The Dutch gunboat HNLMS Flores set out from Surabaya four days after the disappearance to search along the planned route across the Timor Sea. At the request of the German Consul-General, the Western Australian government also commenced a land, sea and air search of possible landing sites. A West Australian Airways de Havilland DH.50 mail plane was chartered for the purpose. Coastal ships from the State Shipping Service were also notified to be on the lookout.

On 13 June a foot search by native trackers found a cigarette case bearing the initials "HB" and a handkerchief which were handed to a missionary passing in a boat. The details of the location were vague however and a malfunctioning telegraph delayed the information getting to the correct authorities; when it eventually did the land search was resumed with increased vigour. Sixty people were directly involved in the search which by now had received widespread publicity.

The seaplane was located by a search aircraft on a beach near Rocky Island, 160 km from Wyndham on 15 June but there was no sign of the men. Several days later, the Wyndham Meat Works launch Kimberley arrived at the site and found a note left by the airmen: "27 May 1932. Australia. Today we left the plane in float as a boat in a westerly direction. Bertram."
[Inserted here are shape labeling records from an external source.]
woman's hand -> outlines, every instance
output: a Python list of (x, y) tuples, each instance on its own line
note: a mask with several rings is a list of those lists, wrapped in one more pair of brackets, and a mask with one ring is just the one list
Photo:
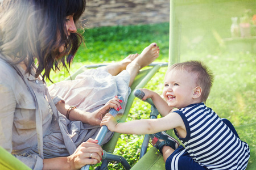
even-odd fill
[(109, 100), (102, 108), (97, 110), (88, 114), (87, 123), (92, 125), (100, 125), (102, 118), (108, 113), (110, 108), (114, 108), (117, 111), (122, 109), (120, 103), (123, 101), (117, 98), (117, 96)]
[(109, 130), (115, 131), (115, 125), (117, 124), (114, 116), (110, 113), (107, 113), (101, 121), (101, 126), (106, 125)]
[(95, 164), (101, 160), (103, 150), (98, 141), (92, 138), (82, 143), (75, 152), (68, 157), (71, 169), (79, 169), (85, 165)]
On 22 June, the men were found sheltering in a cave near Cape Bernier by a group of Aboriginal people. They were near death and had been lost for 39 days. A police overland party under Constable Marshall arrived a week later and they were taken to the hospital at Wyndham by boat, arriving there on 6 July. The ordeal had taken 53 days. Klausmann had become demented as a result of the tribulations and needed to be restrained.

==Later events==
After convalescing in Wyndham, both men were taken to Perth— Bertram accepted an offer of a flight in West Australian Airways mailplane, departing from Wyndham on 13 July. The plane was greeted by a crowd of 6,000 at Maylands Aerodrome. In the evening, Bertram made a radio broadcast from the Australian Broadcasting Commission's offices of 6WF, which was the first public relay from Western Australia to the Eastern states.
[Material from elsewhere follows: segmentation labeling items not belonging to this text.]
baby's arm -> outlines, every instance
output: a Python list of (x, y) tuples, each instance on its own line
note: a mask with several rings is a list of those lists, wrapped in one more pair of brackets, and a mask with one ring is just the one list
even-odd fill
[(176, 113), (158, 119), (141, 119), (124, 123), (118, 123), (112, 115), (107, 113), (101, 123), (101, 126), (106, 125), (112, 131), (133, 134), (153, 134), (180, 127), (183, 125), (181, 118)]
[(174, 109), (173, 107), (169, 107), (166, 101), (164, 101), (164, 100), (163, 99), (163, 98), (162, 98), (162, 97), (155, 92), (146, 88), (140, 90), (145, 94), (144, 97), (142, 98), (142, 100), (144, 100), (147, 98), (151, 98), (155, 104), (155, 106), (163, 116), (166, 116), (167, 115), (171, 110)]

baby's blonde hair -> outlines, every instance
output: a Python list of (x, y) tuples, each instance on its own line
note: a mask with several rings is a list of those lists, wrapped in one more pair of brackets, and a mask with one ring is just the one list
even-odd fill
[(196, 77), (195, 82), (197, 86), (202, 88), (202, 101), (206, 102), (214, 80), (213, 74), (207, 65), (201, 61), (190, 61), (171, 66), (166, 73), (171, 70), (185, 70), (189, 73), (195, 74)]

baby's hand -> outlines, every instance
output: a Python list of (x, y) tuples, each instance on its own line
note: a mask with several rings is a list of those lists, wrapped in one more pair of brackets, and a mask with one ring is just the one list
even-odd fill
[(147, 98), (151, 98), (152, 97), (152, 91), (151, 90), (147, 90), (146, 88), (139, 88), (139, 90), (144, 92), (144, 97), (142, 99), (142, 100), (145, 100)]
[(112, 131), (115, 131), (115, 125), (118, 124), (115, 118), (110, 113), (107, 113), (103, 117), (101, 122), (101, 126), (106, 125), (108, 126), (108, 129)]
In Perth, Bertram was befriended by and stayed with the founder of West Australian Airways, Norman Brearley. He returned to the site of the abandoned plane on 18 September with Fred Sexton, a WAA mechanic. They brought with them fuel and a replacement float from a de Havilland DH.50 which they managed to fit to the Junkers; they then flew the plane to Perth. They landed in Matilda Bay in the Swan River on 24 September 1932.
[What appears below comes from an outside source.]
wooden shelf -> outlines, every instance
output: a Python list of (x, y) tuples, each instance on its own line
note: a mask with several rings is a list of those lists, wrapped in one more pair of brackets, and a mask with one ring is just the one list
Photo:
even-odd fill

Klausmann followed in late July in the Koolinda as he was considered too unwell to fly. He returned to Germany by steamer but never fully recovered.

After removing the floats from the plane, Bertram flew around Australia for several months, visiting cities and towns and giving talks. His arrival at Kalgoorlie was marred when he crashed the plane at the airport causing extensive damage but no serious injury. Fred Sexton was flown to the town and assisted with repairs. Bertram returned to Berlin on 17 April 1933 where he received a hero's welcome.

Bertram wrote a book of the experience called Flug in die Hölle (Flight into Hell). He also had a successful career as a film director.

In 1985, a four-part television miniseries named Flight into Hell based on Hans Betram's book was made by the Australian Broadcasting Corporation. Gordon Flemyng was the director.

The makeshift canoe was recovered by staff from the Western Australian Museum in 1975.

==Tribute==
The aviators' experiences and rescue by Aboriginal people (identified as Balanggarra) were referenced in a solo expedition by Australian adventurer Michael Atkinson in 2018. With permission of the Balanggarra landowners, he spent four weeks sailing and trekking the same area with no more supplies or survival equipment (apart from a satellite tracker for personal safety) than was available to the German aviators. His self-made film was published as a DVD, Surviving the Kimberley. His adventures were covered by Peter de Kruijff of The Kimberley Echo of 29 January 2018 and Australian Geographic magazine # 145.